Red Deer residents have been appealed to for ideas about what makes their city unique. We should address, first, what should not make Red Deer unique.

We should not be unique by having too many ‘ghosts’ about town. Many of them have not the significant history required to justify their existence. The unqualified ghosts ought to be uplifted from their present haunts and repatriated to their originators.

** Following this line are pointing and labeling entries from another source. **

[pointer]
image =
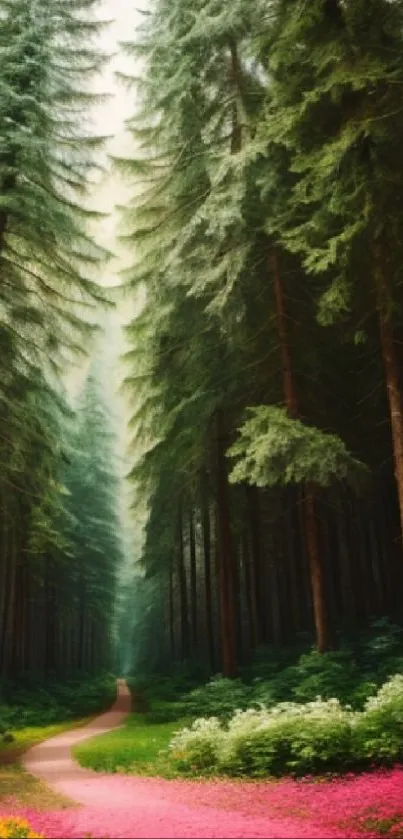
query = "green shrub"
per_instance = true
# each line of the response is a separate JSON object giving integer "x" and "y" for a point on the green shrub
{"x": 378, "y": 731}
{"x": 220, "y": 697}
{"x": 315, "y": 737}
{"x": 197, "y": 748}
{"x": 287, "y": 738}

There is another way in which Red Deer should not be unique. The ‘Onisama’ sculpture is supposed to “represent a guardian or comforting presence.” It may be a comforting presence to the one who made it. But (with apologies to the builder) if a person were to look at it without knowing what it is meant to signify, would he find this piece of bulk comforting to the eye? It looks like an iron maiden, a slot machine, and a battleaxe, none of which conjure up comforting thoughts. Imagine breaking your leg beside this thing. Would you feel any comfort from its presence? It looks more like a torture device than a guardian. Many of us would like to see these modern art projects removed and then parked in the back yards of their builders.

Many of these ‘ghosts,’ and probably all of these modern art pieces, make Red Deer appear corny and eccentric. Let’s not let Red Deer continue down this road of eccentric uniqueness. Let’s be unique in some other way.